We usually think of a restriction on freedom of expression as the goal or the side effect of a politically responsible action.

In truth, however, it does not take a ruler to silence political opponents.

Villages and small towns, once the local stronghold of a political party, can also have a similar gag effect.

A publication by the American communication scientist Emily Van Duyn shows how this happens.

She studied a group of 136 liberal American women who met and exchanged secretly for years to process their shock at Donald Trump's election victory and to think of political remedies.

Founded in a small, clearly Republican-dominated town in rural Texas, the not without sympathy drawn secret society shows the difficulties with which people from the left of politics have to grapple in regions of this kind.

Right attitude is required in everyday life

It is part of the fate of this minority not to be able to avoid the supporters of the majority opinion, but to be dependent on them, especially in private life.

Most of the good and personal relationships of Democrats are with Republicans, to whom they deny their true political opinion out of a love of peace.

The same cautious expression that spares some right-wingers the bitter disappointment of being married to a left-winger also makes it difficult for left-wingers to see one another as possible allies.

It was only in their discussion group that the women from Texas were able to overcome this obstacle of mutual invisibility.

The women suffered above all from the fact that, even in non-political situations, communication was carried out in a way that the conservatives would only have dared to do at their own election rally when the opposition was almost equally strong: simply insinuating the right-wing basic attitude of the respective conversation partner.

Even when visiting the doctor, when dining in a restaurant or during a tour of the apartment, the women had to listen to hymns to the hated president, smiling bravely.

A strict secret

The author describes the problem with the well-known metaphor of the spiral of silence: those who cling to a political outsider position prefer to keep it to themselves than to take on the more or less closed group of their opponents, and it is precisely this reticence that makes it easier in turn to assess the size and the to overestimate the unity of that group.

In the end, the majority manages to see their own position as the only alternative and to treat contradiction as error, opposition as betrayal.

Thus, even in the midst of intact democracies, local rule can come from a single moral party.

The fact that the Republicans are predominantly dominant in rural America brings into play a form of social control that is only possible in villages and small towns: you encounter the politically inferior opponent in a variety of role relationships and can therefore, if he comes out, in harm in the broadest way.

That doesn't have to keep the Democrats from the political election, which is secret for precisely this reason;

but all public engagements involve significant risks.

The few women who ventured out on an experimental basis were punished on the spot - one complaint about disability jokes and you're shunned at church.

In addition to social isolation, which should not deter the unsociable, there is a risk of tangible economic disadvantages.

Out of justified fear of losing customers, the notably successful businesswomen of the secret society kept their opinions to themselves, and not only during sales talks, but also everywhere else, given the small size of the circumstances.

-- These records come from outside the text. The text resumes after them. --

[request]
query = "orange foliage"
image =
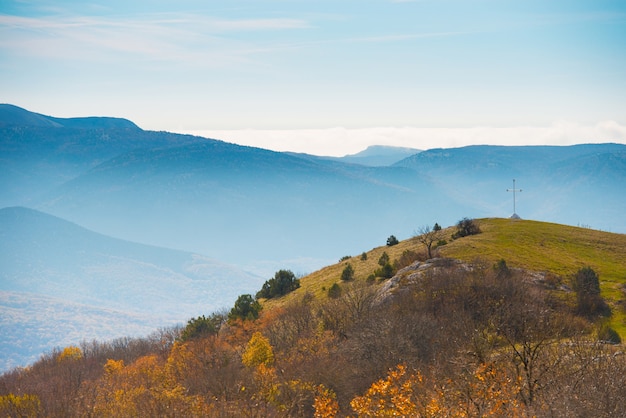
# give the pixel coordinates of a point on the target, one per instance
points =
(144, 388)
(325, 404)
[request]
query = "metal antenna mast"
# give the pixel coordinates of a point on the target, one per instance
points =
(514, 190)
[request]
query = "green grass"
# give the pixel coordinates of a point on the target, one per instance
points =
(538, 246)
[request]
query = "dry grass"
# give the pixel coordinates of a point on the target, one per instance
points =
(539, 246)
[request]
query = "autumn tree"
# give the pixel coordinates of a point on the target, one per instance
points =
(429, 236)
(348, 273)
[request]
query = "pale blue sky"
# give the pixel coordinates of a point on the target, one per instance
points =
(326, 77)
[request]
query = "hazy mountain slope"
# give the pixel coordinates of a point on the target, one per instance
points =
(40, 152)
(93, 286)
(376, 156)
(241, 203)
(11, 115)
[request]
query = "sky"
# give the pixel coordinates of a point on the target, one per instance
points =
(326, 77)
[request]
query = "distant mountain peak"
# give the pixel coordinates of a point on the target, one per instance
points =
(379, 155)
(11, 115)
(380, 150)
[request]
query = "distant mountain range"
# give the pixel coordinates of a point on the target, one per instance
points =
(252, 208)
(61, 284)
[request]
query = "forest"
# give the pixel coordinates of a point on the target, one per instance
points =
(442, 338)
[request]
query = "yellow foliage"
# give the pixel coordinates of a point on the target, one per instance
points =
(392, 396)
(25, 406)
(144, 388)
(326, 405)
(258, 351)
(70, 353)
(113, 366)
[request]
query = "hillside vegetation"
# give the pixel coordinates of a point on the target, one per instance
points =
(489, 328)
(553, 249)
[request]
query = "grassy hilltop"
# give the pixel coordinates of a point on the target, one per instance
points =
(440, 338)
(558, 250)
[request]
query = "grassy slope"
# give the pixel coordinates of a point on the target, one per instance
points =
(537, 246)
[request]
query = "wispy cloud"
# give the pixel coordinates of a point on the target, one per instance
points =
(157, 37)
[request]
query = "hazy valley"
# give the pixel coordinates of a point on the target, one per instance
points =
(79, 195)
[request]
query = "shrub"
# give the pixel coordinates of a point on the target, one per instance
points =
(466, 227)
(334, 291)
(284, 281)
(384, 259)
(387, 271)
(586, 283)
(407, 258)
(608, 334)
(246, 308)
(202, 326)
(348, 273)
(392, 240)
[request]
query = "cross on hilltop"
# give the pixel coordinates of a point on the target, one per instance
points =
(514, 190)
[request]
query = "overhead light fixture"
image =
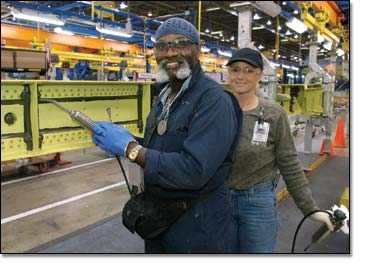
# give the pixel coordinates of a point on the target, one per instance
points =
(268, 7)
(296, 25)
(258, 27)
(256, 16)
(227, 54)
(113, 31)
(122, 5)
(61, 31)
(327, 45)
(340, 52)
(213, 9)
(216, 32)
(32, 15)
(320, 38)
(205, 50)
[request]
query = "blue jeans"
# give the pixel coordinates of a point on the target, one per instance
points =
(255, 220)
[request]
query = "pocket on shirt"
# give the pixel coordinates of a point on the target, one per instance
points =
(263, 199)
(174, 139)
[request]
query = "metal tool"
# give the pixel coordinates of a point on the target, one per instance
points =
(78, 116)
(338, 219)
(109, 112)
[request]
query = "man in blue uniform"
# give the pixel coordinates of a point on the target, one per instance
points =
(189, 143)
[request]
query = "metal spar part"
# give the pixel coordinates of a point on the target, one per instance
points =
(80, 117)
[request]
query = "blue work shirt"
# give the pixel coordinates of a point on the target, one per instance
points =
(191, 158)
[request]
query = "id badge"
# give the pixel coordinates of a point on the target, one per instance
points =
(260, 134)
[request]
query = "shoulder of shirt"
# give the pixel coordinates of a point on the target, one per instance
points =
(213, 89)
(271, 106)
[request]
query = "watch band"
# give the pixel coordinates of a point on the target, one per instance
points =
(134, 153)
(125, 151)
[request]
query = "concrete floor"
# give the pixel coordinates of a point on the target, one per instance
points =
(92, 224)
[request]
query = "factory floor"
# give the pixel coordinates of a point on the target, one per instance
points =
(78, 210)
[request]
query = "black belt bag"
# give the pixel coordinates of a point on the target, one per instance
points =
(150, 216)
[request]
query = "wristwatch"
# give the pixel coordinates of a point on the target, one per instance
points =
(134, 153)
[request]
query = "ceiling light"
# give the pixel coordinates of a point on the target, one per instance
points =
(122, 5)
(320, 38)
(205, 50)
(228, 54)
(268, 7)
(113, 31)
(340, 52)
(216, 32)
(296, 25)
(213, 9)
(256, 16)
(61, 31)
(32, 15)
(327, 45)
(258, 27)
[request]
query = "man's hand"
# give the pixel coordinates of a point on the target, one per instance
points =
(324, 218)
(111, 137)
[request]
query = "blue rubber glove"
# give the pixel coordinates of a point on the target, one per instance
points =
(111, 137)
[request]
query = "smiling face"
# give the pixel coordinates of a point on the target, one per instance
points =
(243, 77)
(176, 57)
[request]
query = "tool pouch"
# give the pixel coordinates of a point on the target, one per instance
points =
(150, 216)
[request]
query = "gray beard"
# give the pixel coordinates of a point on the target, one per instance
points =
(161, 76)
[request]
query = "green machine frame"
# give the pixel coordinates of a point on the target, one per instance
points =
(304, 99)
(32, 128)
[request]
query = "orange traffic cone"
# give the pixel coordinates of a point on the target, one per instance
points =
(323, 146)
(339, 140)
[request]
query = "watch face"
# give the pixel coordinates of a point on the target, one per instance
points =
(132, 155)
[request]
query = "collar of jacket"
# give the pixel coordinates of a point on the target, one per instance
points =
(196, 74)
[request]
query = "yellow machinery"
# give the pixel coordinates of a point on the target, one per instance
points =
(32, 128)
(304, 99)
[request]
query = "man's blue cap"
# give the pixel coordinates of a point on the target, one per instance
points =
(178, 26)
(247, 55)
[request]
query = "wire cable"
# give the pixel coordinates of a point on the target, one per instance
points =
(301, 222)
(124, 175)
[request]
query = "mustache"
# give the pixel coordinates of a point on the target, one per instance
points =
(164, 62)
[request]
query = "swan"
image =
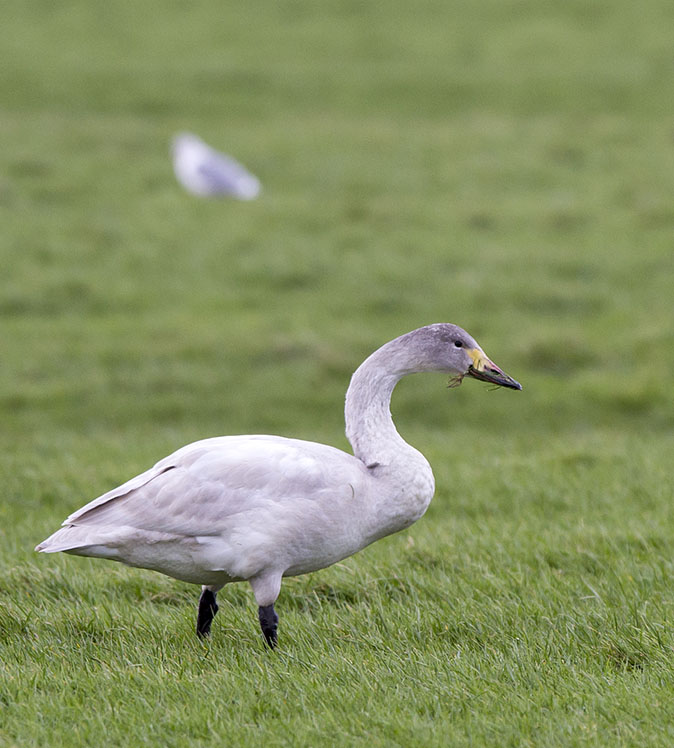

Long before they founded their group, the women were therefore closed Behavioral discipline and expressive caution have been socialized, including the ability to lie.

Incidentally, the most important success of the group work concerned the local branch of the Democratic Party.

Since previously hardly anyone was willing to be publicly opposed to the local mainstream, it has languished for decades.

The few women in the group who have since resuscitated him did so as individuals and not as members of the group.

Because the existence of the group is still a secret today.

Emily Van Duyn, Democracy Lives in Darkness, Oxford University Press, Oxford 2021.